Let’s get even simpler. ‘‘Where’s the Scotch tape?” How long does it take you to find it? How much is your time worth? And just what would it cost to have a roll of Scotch tape in each major room? Maybe each minor room as well, if you have kids, because kids consume far more Scotch tape than they do vitamins and minerals.
In the interests of science, let’s be candid. How old is your toothbrush? And could you put your hands on a couple of totally new toothbrushes in case someone got stranded at your house overnight? A minor detail, but odd, considering how much expense we will go to for guests in the way of food, beverages, entertainment, and other major items.
While we’re in the bathroom, shall we just check the towels? I know people who have skimpy, limp little towels so thin you could spit through them—piled neatly right next to the five-figure hot tub cum Jacuzzi. Some day, pamper yourself and get some thick, luxurious towels that will make you feel sybaritic after each bath. You’re worth it.
Drinking glasses. After my last promotion (and it probably will be my last promotion, but that’s another matter), I decided that it was no longer necessary to drink out of recycled jelly glasses and Taco Time give-aways with Porky Pig cavorting on them. (Perversely, of course, the Disney glasses I had at the time I made this decision are surviving with a doggedness that is infuriating. Those two glasses have outlasted four cars. Honest truth. And I am not quite wanton enough yet to just throw them out. I always put them in the suicide slot in the dishwasher, though.)

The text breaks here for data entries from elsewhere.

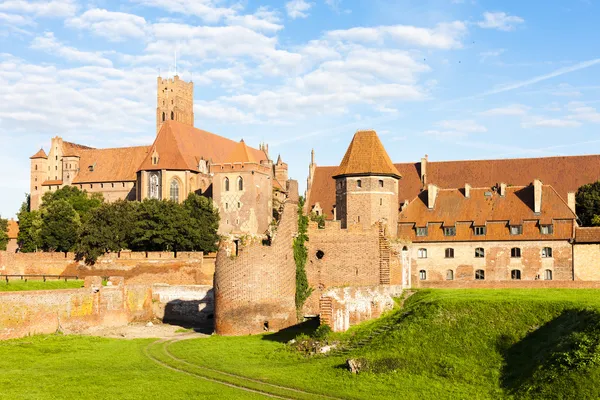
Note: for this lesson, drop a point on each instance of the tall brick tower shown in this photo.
(175, 101)
(366, 184)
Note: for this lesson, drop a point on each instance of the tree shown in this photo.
(60, 226)
(82, 202)
(3, 234)
(204, 223)
(108, 229)
(587, 202)
(30, 225)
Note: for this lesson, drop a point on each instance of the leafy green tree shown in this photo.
(3, 233)
(108, 229)
(60, 226)
(587, 200)
(30, 226)
(203, 223)
(82, 202)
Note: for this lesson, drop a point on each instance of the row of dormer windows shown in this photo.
(515, 252)
(482, 230)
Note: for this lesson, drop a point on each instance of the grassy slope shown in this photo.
(19, 285)
(72, 367)
(449, 344)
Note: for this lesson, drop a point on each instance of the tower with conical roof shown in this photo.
(366, 187)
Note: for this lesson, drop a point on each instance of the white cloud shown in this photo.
(298, 8)
(112, 25)
(500, 20)
(43, 8)
(463, 126)
(443, 36)
(511, 110)
(50, 45)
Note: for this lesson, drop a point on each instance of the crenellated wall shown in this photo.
(255, 290)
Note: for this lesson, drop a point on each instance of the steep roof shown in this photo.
(241, 153)
(565, 174)
(13, 229)
(587, 235)
(40, 154)
(484, 205)
(181, 146)
(366, 156)
(110, 165)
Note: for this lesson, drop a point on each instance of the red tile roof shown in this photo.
(110, 165)
(180, 146)
(484, 205)
(366, 156)
(40, 154)
(587, 235)
(565, 174)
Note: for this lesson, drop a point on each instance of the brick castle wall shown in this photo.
(255, 290)
(136, 267)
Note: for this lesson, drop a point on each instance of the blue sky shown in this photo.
(454, 79)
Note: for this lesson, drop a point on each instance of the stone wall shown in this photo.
(73, 310)
(136, 267)
(586, 265)
(497, 262)
(192, 304)
(347, 257)
(255, 290)
(340, 308)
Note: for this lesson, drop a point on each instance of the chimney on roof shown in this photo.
(431, 195)
(424, 170)
(537, 196)
(571, 200)
(502, 189)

But to return to the point: things people use regularly, like glasses and dishes and utensils, should provide a certain aesthetic pleasure. What good does your crystal do for your soul or your sense of beauty when it spends 360 days of the year out of [p.52] sight in a closet? I’ve taken to using my crystal a lot-even for such mundane things as lunchtime tomato juice or suppertime Jell-O parfait. I like it: it feels good to use beautiful things on a daily basis.
Stamps. How many times do you run to the post office for a stamp? Or at best, for enough stamps to send out the monthly bills, after which you are again out of stamps. Now I know the Post Office is threatening to up the cost of stamps again. But right after they do, I plan to buy twenty or thirty dollars worth and save myself all those trips and all that hassle for a while. It will be a source of quiet, yea, even smug satisfaction for me for months to come, to have those stamps on hand.
What price luxury? Less than you’d think, since like a lot of other things, luxury is in the eye of the beholder.